How Employees Affect Your Business Reputation

426

Your employees are the force responsible for making your business ideas a reality, so of course, they have a big impact on the success rate of your business. But did you know how you treat your employees can have a major impact on your brand’s reputation?

In fact, your employees can affect your business reputation in a multitude of ways.

Direct Customer Interactions

For starters, your employees will be directly interacting with your customers from the moment they’re onboarded to the time they leave. Your salespeople will be responsible for having initial conversations with leads and prospects. Your account managers and project managers will onboard those new customers and communicate through them throughout the duration of their contract or project. Your customer service reps will be responsible for resolving problems and providing ongoing care.

All these little interactions add up. If your employees are apathetic or callous to your customers, they’re going to get a negative impression of your brand. If a single employee is having a bad day and they take it out on a customer, it could deal a reputational blow that can ruin an entire customer relationship.

Conversely, if all your employees are on their best behaviour with your customers and they consistently provide good communication and good service, your customers are going to rate your business higher – and stick with your company as long as possible.

Promotion and Word of Mouth

You also need to consider your employees’ net promoter score (eNPS), or how likely your employees are to advocate for your business. A higher eNPS indicates your employees feel like they’re a good fit for the brand and that your company is doing good things for its customers (and possibly, the world at large).

When employees are happier with their position and the company, they’ll be more likely to talk favourably about the company and recommend it to other people. They may tell favourable stories in their social circles, post positive comments on social media, and represent the company much better in their personal lives. A single, average employee won’t have the power to move the needle of public perception by much, but if your entire workforce is in alignment, it can massively impact your business’s reputation.

Employee Treatment and Company Reputation

It’s also worth noting that how you treat your employees can have an impact on your company’s reputation as well, regardless of what your customers see directly or what your employees say in their personal lives.
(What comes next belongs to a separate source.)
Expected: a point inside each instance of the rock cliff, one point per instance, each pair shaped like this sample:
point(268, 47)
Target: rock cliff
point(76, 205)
Today’s customers care more about sustainability and ethical business practices, and they may choose a competitor’s business over yours if it means supporting a business with better employee management practices.

Providing employees with competitive wages, robust benefits, ample vacation time, and other perks is seen as more ethical and socially responsible. 

By contrast, if your employees frequently complain about making minimum wage, being stuck in uncomfortable conditions, or being talked down to by superiors, it’s not going to look good for your company – even if you’re able to offer lower product prices as a result of these management practices.

How to Improve Your Business Reputation Through Your Employees

Fortunately, there are many ways to improve your business’s reputation indirectly, through your employees:

Compensate your employees fairly.

First and foremost, make sure you’re compensating your employees fairly. Pay them a wage that’s competitive for their position and consider providing additional benefits to make the offer even more compelling.

Train your employees well.

It’s also important to train your employees well. The more educated and knowledgeable they are, the more confident they’ll be – and the better equipped they’ll be to handle common customer issues. It’s also important to teach employees just how important their customer interactions are.

Establish the right company culture.

Strong company culture goes a long way to unite employees, boost morale, and establish the values that guide employee behaviour. For example, building a culture that puts customers first (and enforcing that culture) can guide your employees to consistently better customer interactions.

Look for ways to boost morale.

Anything that boosts morale is going to improve employee retention and perceptions of your brand. Even small things, like taking employees to lunch occasionally or hosting team building events, can have a large impact.

Collect employee feedback.

Take the time to collect feedback from employees. How do they feel about this company? Is there anything they think could be improved?

Employees have a bigger effect on your company reputation than many business owners realize. If you recognize this proactively and you work hard to treat your employees better (and train them properly), you’ll be in a much better position to make a better name for your company.